The level of global output will remain just below trend in both the developed and emerging worlds, so there should be no immediate rise in underlying inflation. However, because commodity prices are expected to stabilise, forecasters confidently expect headline inflation rates to rise, taking bond yields up with them.

On the central banks, two main themes are identified by almost everyone. Global monetary conditions are expected to remain highly accommodative in aggregate. But there is expected to be further divergence between central banks at the “leading edge” (the Federal Reserve and possibly the Bank of England) and the rest. The resulting rise in the dollar is an old and successful theme, but one that is still much loved.

Another widely anticipated theme is that growth in the emerging economies will continue to struggle, despite the fact that almost no one now expects a hard landing in China. Many point to the likelihood of credit deleveraging in the emerging world, but very few expect this to be powerful enough to cause a severe global downturn.

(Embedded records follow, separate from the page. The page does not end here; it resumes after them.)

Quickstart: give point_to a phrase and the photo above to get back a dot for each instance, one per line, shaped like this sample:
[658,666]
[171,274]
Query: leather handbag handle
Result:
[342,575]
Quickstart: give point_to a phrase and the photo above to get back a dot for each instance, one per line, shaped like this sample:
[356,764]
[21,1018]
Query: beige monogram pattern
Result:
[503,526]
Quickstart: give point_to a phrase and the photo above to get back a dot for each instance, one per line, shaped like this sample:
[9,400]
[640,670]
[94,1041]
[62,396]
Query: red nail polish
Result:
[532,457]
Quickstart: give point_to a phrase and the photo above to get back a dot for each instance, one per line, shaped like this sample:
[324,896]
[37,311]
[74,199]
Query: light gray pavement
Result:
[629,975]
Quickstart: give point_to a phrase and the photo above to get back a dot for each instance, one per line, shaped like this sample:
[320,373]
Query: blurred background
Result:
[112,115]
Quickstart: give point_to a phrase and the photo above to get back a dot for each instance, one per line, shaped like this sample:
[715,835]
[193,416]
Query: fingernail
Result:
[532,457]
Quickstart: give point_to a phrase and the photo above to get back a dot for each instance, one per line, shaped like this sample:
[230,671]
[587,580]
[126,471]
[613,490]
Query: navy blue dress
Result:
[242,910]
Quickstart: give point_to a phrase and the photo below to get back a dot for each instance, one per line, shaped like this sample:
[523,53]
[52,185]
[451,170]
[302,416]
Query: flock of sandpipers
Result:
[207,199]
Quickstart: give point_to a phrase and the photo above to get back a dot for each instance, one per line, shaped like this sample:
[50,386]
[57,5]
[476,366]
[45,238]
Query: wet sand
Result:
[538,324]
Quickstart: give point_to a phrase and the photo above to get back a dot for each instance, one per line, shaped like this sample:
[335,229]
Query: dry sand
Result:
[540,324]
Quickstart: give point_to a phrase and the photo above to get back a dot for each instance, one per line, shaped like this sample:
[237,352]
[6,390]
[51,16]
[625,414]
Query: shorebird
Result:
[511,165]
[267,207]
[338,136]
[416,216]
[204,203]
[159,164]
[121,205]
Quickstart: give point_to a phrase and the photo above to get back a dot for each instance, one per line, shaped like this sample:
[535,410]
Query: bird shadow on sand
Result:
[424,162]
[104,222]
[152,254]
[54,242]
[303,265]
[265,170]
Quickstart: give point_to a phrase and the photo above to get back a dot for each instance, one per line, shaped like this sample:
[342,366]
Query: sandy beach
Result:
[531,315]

These themes sketch an economic backdrop that would be moderately favourable to asset returns, a little like 2015 has been. But there are downside risks that could produce a much worse year. Three risks seem to be particularly worrying:

1. A more hostile Fed

Investors seem supremely unconcerned about this risk, believing that secular stagnation (still a widely held theme) will stop the Fed in its tracks. But is the balance of risk correctly priced in this respect? The Federal Open Market Committee repeatedly informs us that it expects to announce four 0.25 per cent rate rises in 2016, while the market expects only two. If the Fed announces its next move in March (having skipped the January meeting), the market may suddenly wake up and pay attention to the likely speed of tightening.

The basic issue here is that the FOMC is far more sceptical than the markets about the secular stagnation hypothesis. The committee is more confident that economic headwinds will slacken in the next year or two, allowing them to shift interest rates upwards towards the rising equilibrium interest rate. If, as they expect, core inflation rises in coming months, they will be emboldened in this view. That would mean a bumpier ride for both bonds and equities.

2. A Chinese devaluation

This was the risk that really spooked markets in August 2015, especially when combined with the onset of Fed tightening. The fear that China would decide to export its deflation by devaluing the renminbi at precisely the same moment that US monetary policy was changing direction was enough to cause severe tremors. As the new year starts, investors have become more confident that they understand China’s new exchange rate strategy. This seems to involve greater flexibility for the renminbi against the (likely) rising dollar, but broad stability for China’s effective rate against a basket of currencies. In retrospect, it seems that this policy has been followed throughout 2015.

The People’s Bank of China has now persuaded markets that it has no intention of devaluing the effective rate very far from the stable range that operated last year. But deflation remains rampant in the Chinese manufacturing sector, and over capacity is far from eradicated. A large renminbi devaluation would only be be used as an option of the last resort. But it represents a huge tail risk that would be the final nail in the coffin of the equity bull market.

3. A credit meltdown in the emerging economies

Credit growth is now slowing throughout the emerging world, and the cold turkey phase of the credit cycle could be very prolonged. JPMorgan economists have estimated that credit deleveraging could reduce GDP growth in the emerging world by 2 to 3 percentage points over the next three years, or even more if there are severe crises of financial confidence. This would be enough to slow global GDP growth by 1 to 1.5 percentage points. At the lowest end of that range, a global recession would become likely.

After 2008, macro-economists were shocked by the severity and persistence of the contractionary effects from the bursting of the credit bubble in the developed world. The relatively comfortable assumptions that are now being made to drive central forecasts for economies and markets in 2016 could easily be blown out of the water by a similar debacle in the emerging world.